Studio album by Night Ranger
- Released: November 1982
- Studio: Allen Zentz Recording (Los Angeles)
- Genre: Hard rock; pop metal; AOR;
- Length: 40:30
- Label: Boardwalk
- Producer: Pat Glasser

Night Ranger chronology
|  | Dawn Patrol (1982) | Midnight Madness (1983) |

Singles from Dawn Patrol
- "Don't Tell Me You Love Me" Released: December 1982; "Sing Me Away" Released: April 1983; "Young Girl in Love" Released: July 1983;

= Dawn Patrol (album) =

Dawn Patrol is the debut studio album by American hard rock band Night Ranger, released in November 1982 by Neil Bogart's The Boardwalk Entertainment Co. The cover art of the album features dishes of the Very Large Array in central New Mexico.

Professional ratings
Review scores
| Source | Rating |
| AllMusic | Star |
| Classic Rock | Essential |
| Collector's Guide to Heavy Metal | 5/10 |
| Daily Vault | B+ |

==Background==
During the recording of the album, the band was known as just Ranger. The first issues of the album were printed and ready to be shipped when a country band from California was found to have the same name. The band decided to name themselves Night Ranger after the song that Blades had written for the album, and Boardwalk proceeded to destroy every copy that had "Ranger" on it.

==Release==
"Don't Tell Me You Love Me", the first single, which had a music video that entered heavy rotation on MTV, reached number 40 on the Billboard Hot 100 and number four on Billboard's Mainstream Rock Tracks chart.
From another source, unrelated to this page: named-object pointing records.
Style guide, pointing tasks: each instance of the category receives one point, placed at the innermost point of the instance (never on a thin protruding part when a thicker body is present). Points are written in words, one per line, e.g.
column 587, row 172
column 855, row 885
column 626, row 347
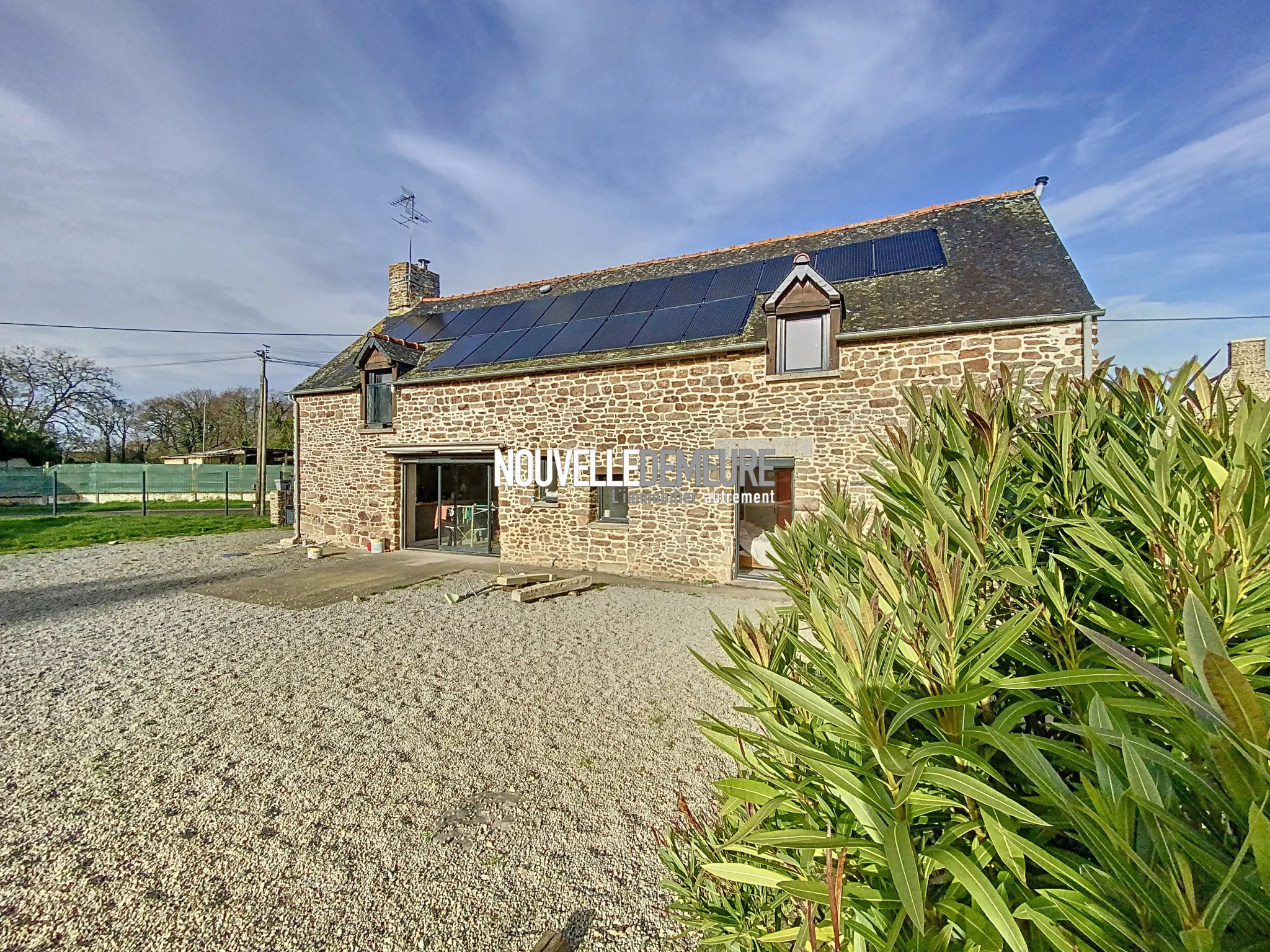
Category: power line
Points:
column 182, row 363
column 175, row 331
column 1158, row 320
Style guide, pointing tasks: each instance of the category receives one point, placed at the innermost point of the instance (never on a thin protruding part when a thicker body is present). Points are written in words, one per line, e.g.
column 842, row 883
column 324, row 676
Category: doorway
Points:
column 453, row 505
column 756, row 520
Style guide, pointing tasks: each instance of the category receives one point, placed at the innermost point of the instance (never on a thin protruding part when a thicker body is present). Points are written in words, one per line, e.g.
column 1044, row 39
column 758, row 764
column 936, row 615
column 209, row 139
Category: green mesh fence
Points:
column 91, row 479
The second single, "Sing Me Away", reached number 54 on the Hot 100 and number 39 on the Mainstream Rock Tracks chart in late spring of 1983. The Cabazon Dinosaurs, later featured in films like Pee-Wee's Big Adventure, appear in the song's music video.

==Track listing==

Side one
| No. | Title | Writer(s) | Lead vocals | Length |
|---|---|---|---|---|
| 1. | "Don't Tell Me You Love Me" | Jack Blades | Blades | 4:19 |
| 2. | "Sing Me Away" | Kelly Keagy, Blades | Keagy | 4:09 |
| 3. | "At Night She Sleeps" | Keagy, Blades | Keagy | 4:08 |
| 4. | "Call My Name" | Blades | Blades | 3:42 |
| 5. | "Eddie's Comin' Out Tonight" | Blades | Blades | 4:26 |

Side two
| No. | Title | Writer(s) | Lead vocals | Length |
|---|---|---|---|---|
| 6. | "Can't Find Me a Thrill" | Blades | Blades and Keagy | 3:19 |
| 7. | "Young Girl In Love" | Keagy, Blades | Keagy | 3:32 |
| 8. | "Play Rough" | Blades | Blades | 4:14 |
| 9. | "Penny" | Blades | Keagy | 3:47 |
| 10. | "Night Ranger" | Blades | Blades | 4:22 |

==Personnel==
- Night Ranger
- Jack Blades – bass, lead vocals
- Jeff Watson – guitars
- Brad Gillis – guitars, vocals
- Alan Fitzgerald – keyboards, vocals
- Kelly Keagy – drums, lead vocals

- Production
- Pat Glasser – producer
- John Van Nest – engineer
- Tucker Williamson – studio assistant
- Brian Gardner – mastering
- Mike Beard – graphic effects

== Charts ==

| Chart (1983) | Peak position |
|---|---|
| Canada Top Albums/CDs (RPM) | 86 |
| US Billboard 200 | 38 |

==Certifications==

| Region | Certification | Certified units/sales |
| United States (RIAA) | Gold | 500,000^{^} |
^{^} Shipments figures based on certification alone.